For far too long, folding doors have been regarded as less safe and less secure, when compared to sliding doors or just a standard hinged swing. If you need to cover a large amount of space with a door, many people choose a sliding glass door. Sliding glass doors are not the right prescription for those needs, as they allow an incredible amount of light to pass through, they do not insulate very well, and they aren’t as secure as they could be. If you need to cover that amount of space with a door, you need a folding door. Folding doors, from a reputable supplier, are secure and insulated. They will cut down or completely eliminate light and heat leaking into your home. They’ll also reduce the danger of break-ins.
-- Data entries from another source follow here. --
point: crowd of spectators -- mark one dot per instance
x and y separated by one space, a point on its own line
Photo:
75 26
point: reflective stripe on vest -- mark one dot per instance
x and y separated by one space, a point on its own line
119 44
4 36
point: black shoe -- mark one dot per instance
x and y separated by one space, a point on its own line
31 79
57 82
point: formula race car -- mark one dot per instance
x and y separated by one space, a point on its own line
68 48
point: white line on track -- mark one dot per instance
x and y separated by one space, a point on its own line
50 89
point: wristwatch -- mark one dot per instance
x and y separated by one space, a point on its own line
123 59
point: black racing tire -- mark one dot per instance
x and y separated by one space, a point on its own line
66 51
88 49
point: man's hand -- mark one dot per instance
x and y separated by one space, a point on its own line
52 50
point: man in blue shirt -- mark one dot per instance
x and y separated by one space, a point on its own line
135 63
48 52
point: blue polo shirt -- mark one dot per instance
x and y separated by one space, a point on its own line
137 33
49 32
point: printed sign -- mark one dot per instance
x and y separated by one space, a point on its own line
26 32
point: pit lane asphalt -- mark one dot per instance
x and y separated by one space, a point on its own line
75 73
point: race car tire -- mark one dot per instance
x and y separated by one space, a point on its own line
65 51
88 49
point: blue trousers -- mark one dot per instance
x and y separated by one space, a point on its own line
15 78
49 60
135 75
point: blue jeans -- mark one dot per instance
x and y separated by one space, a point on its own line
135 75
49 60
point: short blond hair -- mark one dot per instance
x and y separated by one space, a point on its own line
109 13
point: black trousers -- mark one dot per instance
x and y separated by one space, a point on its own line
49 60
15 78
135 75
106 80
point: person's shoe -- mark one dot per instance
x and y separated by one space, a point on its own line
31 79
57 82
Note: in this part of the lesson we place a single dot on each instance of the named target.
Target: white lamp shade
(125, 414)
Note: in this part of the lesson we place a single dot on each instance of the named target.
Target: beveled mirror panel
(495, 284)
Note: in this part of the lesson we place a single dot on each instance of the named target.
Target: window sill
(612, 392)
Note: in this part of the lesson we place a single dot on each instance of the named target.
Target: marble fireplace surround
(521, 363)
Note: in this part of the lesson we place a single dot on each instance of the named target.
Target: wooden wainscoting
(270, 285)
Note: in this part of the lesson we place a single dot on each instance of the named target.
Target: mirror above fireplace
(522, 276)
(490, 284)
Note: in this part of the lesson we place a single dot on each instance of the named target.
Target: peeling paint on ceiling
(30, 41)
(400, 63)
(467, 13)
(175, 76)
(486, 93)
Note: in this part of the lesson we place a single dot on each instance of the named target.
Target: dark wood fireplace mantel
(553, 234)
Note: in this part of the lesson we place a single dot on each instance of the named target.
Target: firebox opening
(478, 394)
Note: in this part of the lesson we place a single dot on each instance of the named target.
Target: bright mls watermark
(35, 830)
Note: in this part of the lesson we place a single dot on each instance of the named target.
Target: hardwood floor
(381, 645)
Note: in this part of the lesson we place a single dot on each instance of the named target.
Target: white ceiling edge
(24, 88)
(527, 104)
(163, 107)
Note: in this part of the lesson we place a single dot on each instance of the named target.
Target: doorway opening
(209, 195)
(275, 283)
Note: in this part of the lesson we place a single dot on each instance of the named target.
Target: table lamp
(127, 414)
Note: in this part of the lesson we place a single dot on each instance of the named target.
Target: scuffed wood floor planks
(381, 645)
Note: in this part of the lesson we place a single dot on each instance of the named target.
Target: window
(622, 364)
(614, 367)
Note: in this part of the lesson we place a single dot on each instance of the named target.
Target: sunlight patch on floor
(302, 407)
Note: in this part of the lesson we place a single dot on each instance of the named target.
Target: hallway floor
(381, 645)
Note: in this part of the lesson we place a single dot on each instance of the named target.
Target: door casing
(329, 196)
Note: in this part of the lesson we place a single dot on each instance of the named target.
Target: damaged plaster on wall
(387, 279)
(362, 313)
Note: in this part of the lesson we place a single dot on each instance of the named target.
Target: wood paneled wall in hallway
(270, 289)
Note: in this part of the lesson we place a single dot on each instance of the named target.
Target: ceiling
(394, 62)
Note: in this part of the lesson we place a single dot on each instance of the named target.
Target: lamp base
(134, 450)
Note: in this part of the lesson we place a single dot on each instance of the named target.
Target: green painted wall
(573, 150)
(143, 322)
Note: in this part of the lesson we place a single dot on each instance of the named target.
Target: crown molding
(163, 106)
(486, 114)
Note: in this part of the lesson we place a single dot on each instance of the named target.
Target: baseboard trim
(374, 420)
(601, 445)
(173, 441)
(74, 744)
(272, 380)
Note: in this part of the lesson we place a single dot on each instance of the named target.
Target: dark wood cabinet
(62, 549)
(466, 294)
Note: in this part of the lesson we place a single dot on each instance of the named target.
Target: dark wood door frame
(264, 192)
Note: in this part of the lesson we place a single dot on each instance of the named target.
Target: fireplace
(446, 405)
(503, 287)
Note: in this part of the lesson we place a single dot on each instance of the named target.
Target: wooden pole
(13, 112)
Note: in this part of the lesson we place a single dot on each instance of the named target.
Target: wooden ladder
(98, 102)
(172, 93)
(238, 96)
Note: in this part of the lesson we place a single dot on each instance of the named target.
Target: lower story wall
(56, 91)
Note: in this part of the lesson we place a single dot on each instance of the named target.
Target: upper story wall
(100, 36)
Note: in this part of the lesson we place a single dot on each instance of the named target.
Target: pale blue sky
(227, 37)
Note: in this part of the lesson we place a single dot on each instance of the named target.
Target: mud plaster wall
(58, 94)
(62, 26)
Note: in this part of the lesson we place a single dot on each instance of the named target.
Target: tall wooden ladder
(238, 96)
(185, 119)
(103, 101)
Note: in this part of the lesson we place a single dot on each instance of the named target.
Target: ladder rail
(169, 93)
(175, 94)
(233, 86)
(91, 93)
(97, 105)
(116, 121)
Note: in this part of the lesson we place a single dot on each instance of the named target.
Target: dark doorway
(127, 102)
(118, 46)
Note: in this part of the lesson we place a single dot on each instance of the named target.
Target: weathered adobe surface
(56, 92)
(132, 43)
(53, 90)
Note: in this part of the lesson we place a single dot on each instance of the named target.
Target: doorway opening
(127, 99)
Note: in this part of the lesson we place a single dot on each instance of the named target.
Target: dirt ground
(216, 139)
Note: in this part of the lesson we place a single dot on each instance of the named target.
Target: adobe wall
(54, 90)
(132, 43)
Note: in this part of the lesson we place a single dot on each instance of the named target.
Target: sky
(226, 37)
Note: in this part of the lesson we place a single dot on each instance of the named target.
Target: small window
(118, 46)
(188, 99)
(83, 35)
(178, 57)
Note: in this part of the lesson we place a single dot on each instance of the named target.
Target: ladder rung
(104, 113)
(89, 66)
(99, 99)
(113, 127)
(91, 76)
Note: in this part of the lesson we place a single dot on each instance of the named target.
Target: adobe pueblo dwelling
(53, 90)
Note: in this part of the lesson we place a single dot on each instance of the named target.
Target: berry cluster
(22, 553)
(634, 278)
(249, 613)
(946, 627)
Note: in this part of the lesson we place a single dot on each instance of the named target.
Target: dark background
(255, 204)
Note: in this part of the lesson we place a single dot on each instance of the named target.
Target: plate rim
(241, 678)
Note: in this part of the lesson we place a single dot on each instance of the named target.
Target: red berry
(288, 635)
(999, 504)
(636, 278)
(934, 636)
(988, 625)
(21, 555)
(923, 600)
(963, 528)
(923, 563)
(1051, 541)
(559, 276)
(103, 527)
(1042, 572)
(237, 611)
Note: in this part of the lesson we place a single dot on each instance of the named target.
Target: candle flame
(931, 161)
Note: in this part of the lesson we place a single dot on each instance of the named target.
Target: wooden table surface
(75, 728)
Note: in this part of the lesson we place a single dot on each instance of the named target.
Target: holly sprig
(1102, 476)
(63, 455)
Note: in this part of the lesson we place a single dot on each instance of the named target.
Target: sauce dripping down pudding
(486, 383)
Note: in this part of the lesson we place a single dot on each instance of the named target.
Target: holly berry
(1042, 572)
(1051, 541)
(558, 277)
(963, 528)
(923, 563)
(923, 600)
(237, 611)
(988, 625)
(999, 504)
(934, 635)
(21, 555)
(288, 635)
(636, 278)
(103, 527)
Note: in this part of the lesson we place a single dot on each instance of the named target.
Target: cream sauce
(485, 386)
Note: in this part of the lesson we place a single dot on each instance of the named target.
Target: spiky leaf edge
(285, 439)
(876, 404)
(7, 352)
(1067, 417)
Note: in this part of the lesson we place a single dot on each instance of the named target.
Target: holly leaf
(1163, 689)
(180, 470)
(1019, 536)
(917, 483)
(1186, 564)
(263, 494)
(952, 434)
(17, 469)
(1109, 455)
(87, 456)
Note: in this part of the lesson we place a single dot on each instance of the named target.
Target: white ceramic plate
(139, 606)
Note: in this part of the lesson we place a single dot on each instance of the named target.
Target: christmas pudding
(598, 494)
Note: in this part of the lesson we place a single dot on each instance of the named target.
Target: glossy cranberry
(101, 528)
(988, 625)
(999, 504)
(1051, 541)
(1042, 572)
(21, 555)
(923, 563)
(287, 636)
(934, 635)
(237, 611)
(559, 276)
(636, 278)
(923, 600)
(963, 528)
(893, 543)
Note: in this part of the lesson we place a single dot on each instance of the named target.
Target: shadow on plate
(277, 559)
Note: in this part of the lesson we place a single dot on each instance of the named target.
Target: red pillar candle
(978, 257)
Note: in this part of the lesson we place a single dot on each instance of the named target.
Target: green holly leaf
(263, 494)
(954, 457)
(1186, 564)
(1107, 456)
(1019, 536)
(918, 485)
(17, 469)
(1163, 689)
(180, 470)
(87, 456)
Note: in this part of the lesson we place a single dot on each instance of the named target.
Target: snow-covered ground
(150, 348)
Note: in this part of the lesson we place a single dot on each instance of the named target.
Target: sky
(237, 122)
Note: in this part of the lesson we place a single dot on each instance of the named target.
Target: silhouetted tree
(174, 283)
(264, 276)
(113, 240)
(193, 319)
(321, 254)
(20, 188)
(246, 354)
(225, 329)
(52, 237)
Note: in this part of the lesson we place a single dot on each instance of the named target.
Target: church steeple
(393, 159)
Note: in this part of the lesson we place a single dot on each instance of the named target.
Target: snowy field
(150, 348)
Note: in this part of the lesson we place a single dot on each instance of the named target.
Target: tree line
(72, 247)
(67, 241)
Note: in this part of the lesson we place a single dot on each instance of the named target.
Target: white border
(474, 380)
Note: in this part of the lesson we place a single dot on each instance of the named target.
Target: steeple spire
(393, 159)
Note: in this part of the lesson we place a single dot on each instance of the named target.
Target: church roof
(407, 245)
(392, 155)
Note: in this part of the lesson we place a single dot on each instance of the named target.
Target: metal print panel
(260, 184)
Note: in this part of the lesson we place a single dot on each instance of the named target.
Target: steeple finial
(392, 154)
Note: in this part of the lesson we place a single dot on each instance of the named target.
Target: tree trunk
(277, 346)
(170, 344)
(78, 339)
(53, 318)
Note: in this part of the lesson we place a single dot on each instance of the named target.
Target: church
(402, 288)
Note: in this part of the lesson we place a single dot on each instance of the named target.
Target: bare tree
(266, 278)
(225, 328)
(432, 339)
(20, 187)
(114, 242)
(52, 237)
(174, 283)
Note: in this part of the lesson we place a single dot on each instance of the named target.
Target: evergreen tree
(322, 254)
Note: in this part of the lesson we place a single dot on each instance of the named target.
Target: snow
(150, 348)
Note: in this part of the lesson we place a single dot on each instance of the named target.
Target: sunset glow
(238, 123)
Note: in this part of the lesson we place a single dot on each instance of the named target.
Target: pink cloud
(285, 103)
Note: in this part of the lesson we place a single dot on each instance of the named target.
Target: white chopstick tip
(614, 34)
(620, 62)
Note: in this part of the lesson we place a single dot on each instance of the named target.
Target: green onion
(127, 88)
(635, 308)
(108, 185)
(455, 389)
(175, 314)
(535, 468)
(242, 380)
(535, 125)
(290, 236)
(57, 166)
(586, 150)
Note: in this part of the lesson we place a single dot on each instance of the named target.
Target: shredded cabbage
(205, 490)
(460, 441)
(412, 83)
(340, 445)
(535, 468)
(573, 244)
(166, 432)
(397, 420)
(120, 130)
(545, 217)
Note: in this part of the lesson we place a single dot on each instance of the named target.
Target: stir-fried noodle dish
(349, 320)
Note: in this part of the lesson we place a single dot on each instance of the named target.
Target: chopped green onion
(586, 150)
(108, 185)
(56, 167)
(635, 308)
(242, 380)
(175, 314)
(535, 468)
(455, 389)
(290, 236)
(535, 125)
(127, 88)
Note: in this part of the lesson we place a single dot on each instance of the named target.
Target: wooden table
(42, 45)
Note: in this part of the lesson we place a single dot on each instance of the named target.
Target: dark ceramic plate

The most common kind of thief is the opportunist. An opportunist breaks into a home or business only after seeing that the home holds something he or she wants. They might be driving around, or walking around, and see a nice television through the window, and they’ll then break in if they think it will be easy. So, it stands to reason you can reduce or eliminate opportunist break-ins by eliminating their ability to see into your home. You can do that with a folding door. A solid door obscures their view and keeps you safe. The question remains about which material to choose, though.
In the case of reducing break-ins and providing security, the edge probably goes to aluminium, however, timber doors can be just as safe. Aluminium is naturally a little stronger than some thinner woods, but if you buy timber bi folding patio doors, that are Secured By Design certified, they’ll be just as safe as any metal door. You should only buy doors that bear that seal, as it means they’ve been inspected and deemed secure.
Reducing Heat and Light
When it comes to reducing heat and light getting into your home, aluminium and timber have some differences. They both block 100% of the light from coming into your home, and on that count, they’re even. However, the edge for reducing heat goes to timber. While aluminium is effective at blocking heat transfer, wood is more effective as a material. During the winter, the warmth inside your home will not escape through a timber door, whereas slight amounts of heat might escape through an aluminium door.
If the door you choose has timber or aluminium frames and glass inserts, they are about the same. The emphasis will be on the heat transfer of the glass. Aluminium might actually have the edge, although it does not insulate quite as well, it does not respond to heat and humidity as readily either. After years and years, timber might come to a point where the glass does not fit in it quite as flush. That tiny bit of space can undermine the heat transfer aspects of the wood. Aluminium will always fit.
The choice between aluminium and timber is largely one of aesthetic preference. Choosing a quality supplier is much more important.